First time poster here so apologies if I tagged a wrong flair. Just wondering if anyone has tips to overcome my (ir)rational fear of leaving my home because I'm afraid of being assaulted/harassed etc?

Just for context, I'm still going out for work (it's only 10 mins away) and I'm still going out to have food etc. But, I have began to realise that I've been subconsciously rejecting the idea of leaving my home to a club/party/the mall etc basically places that harm can happen to me. It's really frustrating because I'm extroverted and I love going to these places. Sometimes when I feel well mentally, I do agree to go and have waves of irrational thoughts. I know these thoughts are valid because I have been assaulted in these places before (well, not a shopping mall but basically social spaces).

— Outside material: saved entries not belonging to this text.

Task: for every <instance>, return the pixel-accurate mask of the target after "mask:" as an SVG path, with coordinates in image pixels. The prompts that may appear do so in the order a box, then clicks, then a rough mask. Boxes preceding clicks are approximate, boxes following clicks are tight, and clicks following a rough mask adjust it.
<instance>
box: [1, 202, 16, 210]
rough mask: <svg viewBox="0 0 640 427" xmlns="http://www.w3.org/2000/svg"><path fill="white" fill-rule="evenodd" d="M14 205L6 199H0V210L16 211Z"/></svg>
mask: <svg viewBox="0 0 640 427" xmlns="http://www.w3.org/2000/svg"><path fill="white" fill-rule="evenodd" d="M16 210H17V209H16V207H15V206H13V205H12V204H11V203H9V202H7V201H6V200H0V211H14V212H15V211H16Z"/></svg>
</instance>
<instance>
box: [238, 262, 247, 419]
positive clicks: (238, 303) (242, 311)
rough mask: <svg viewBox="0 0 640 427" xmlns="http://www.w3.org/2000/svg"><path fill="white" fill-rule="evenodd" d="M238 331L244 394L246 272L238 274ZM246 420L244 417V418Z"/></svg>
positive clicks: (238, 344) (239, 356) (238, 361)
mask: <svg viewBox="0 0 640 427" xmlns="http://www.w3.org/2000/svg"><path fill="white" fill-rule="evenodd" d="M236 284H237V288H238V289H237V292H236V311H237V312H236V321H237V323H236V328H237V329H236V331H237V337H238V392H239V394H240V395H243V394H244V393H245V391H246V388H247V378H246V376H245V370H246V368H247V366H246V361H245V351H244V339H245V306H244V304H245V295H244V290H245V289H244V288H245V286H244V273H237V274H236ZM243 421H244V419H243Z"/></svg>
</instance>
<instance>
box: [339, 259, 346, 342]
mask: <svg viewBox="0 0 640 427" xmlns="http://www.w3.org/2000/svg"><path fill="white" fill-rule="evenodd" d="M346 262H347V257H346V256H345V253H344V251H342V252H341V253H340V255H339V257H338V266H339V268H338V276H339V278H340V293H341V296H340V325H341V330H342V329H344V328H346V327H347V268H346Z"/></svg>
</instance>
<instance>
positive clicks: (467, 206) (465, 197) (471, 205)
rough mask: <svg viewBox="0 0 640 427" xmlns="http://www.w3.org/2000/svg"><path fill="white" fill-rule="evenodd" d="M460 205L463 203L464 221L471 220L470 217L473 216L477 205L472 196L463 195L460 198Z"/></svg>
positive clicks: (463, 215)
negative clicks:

However, on one hand the hobbies I've developed at home has made me more of a hermit. I'm not complaining because these were hobbies that child-me couldn't participate in because of my abusive parents. But sometimes I feel like I've been hiding behind them because I'm too afraid to be assaulted again.

I think my fear stems from the idea that I don't think I'm strong enough to withstand another kind of trauma happening to me. I'm too weak to endure another form of pain that I have no control over. I wish for a world that I'm able to dance, laugh & go out without worrying being traumatised again. Is that too much to ask for?